Your heart is beating through your chest. Her sweet scent is intoxicating, maddening. You slowly lick your lips with controlled anticipation.
Reaching out, your fingers gently graze her. She nods with approval. Slowly and delicately you peel away the barrier that stands between you and sheer bliss. Your precise, experienced hands waste no time.
You bring her to your lips. Your eyes close momentarily as they roll back into your head. Her sweet, almost angelic kiss is curiously assertive. It lingers, enticing you even more. She’s coming on strong now. She is full of sweet surprises. You slightly shake your head back and forth in complete disbelief.
You walk away. Her sweet song still playing in your mind.

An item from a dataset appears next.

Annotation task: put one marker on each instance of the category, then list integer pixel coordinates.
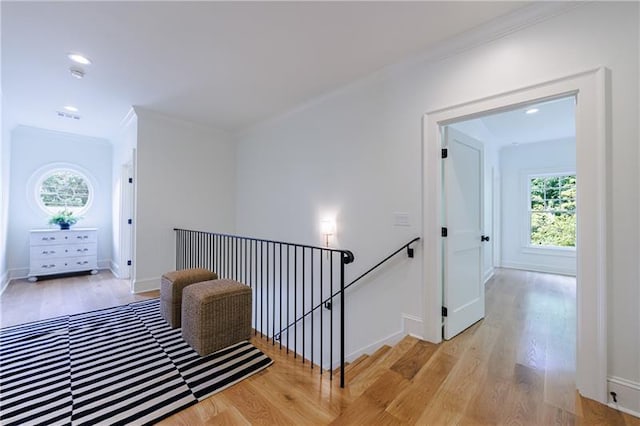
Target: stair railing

Days go by and you can’t forget her. It’s almost like being in love.
CHOCOLATE SOUFFLE CUPCAKES WITH ORANGE CREAM
Chocolate souffle cupcakes:
6 ounces (170 grams) bittersweet chocolate, chopped
6 tablespoons (3/4 stick) (86 grams) unsalted butter, cut into pieces
Heaping 1/4 teaspoon (1 gram) espresso powder
3 large eggs, separated
6 tablespoons (97 grams) sugar, divided
1/4 teaspoon salt
1 teaspoon vanilla extract
White chocolate orange cream:
2 ounces (56 grams) white chocolate, finely chopped
3 ounces heavy whipping cream
1/8 teaspoon orange extract
Prepare the white chocolate orange cream: Place the white chocolate in a small bowl. Bring the cream to a simmer, pour it over the chocolate and let it sit for a minute to melt the chocolate. Whisk well. Add the orange extract and whisk again. Lay a piece of plastic wrap on the surface of the cream. Chill until very cold, about two hours.
Prepare the cupcakes: Preheat oven to 350 degrees F. Line 9 standard-size (3-ounce) muffin cups with paper liners. Stir chocolate, butter and espresso powder together in heavy medium saucepan over low heat until mostly melted, then remove from the heat and whisk until it is fully melted and smooth. (It is advised to put the butter underneath the chocolate in the pan, so it protects the chocolate from direct heat.) Cool to lukewarm, stirring occasionally.
Using electric mixer (a hand mixer, rather than a stand mixer, actually works best because the volumes are so small) beat egg yolks and 3 tablespoons sugar in medium bowl until mixture is very thick and pale, about 2 minutes. Briefly beat lukewarm chocolate mixture, then vanilla extract, into yolk mixture. Using clean dry beaters, beat egg whites in another medium bowl until soft peaks form. Gradually add remaining 3 tablespoons sugar and all of the salt, beating until medium-firm peaks form. Fold whites into chocolate mixture in 3 additions. Divide batter among prepared cups, filling each three-fourths of the way. (You will have a little batter left over, don’t try to add it to the other cupcakes. Eating it would be a good idea!)
Bake cakes until tops are puffed and dry to the touch (some may crack) and a cake tester inserted into the center comes out with some moist crumbs attached, about 15 to 20 minutes. Cool in pan on a cooling rack, where the cupcakes will almost immediately begin to fall and create a perfect indentation for the orange cream.
Beat the white chocolate cream with a hand-held mixer until soft peaks form. Remove cupcakes from pan, arrange on a platter. Fill each sunken top with a healthy dollop of white chocolate orange cream. Top with shaved dark chocolate. Serve immediately
Makes 9. Don’t try to squeeze the batter into 6 cups or stretch it to make an even dozen. And don’t try to make this without using cupcake liners. It will be a disaster. Last thing, do not use chocolate chips; they have additives/stabilizers that may interfere with the outcome.
Recipe adapted from Smitten Kitchen who adapted it from a Bon Appetit recipe (cupcakes) and a Claudia Fleming recipe (whipped cream).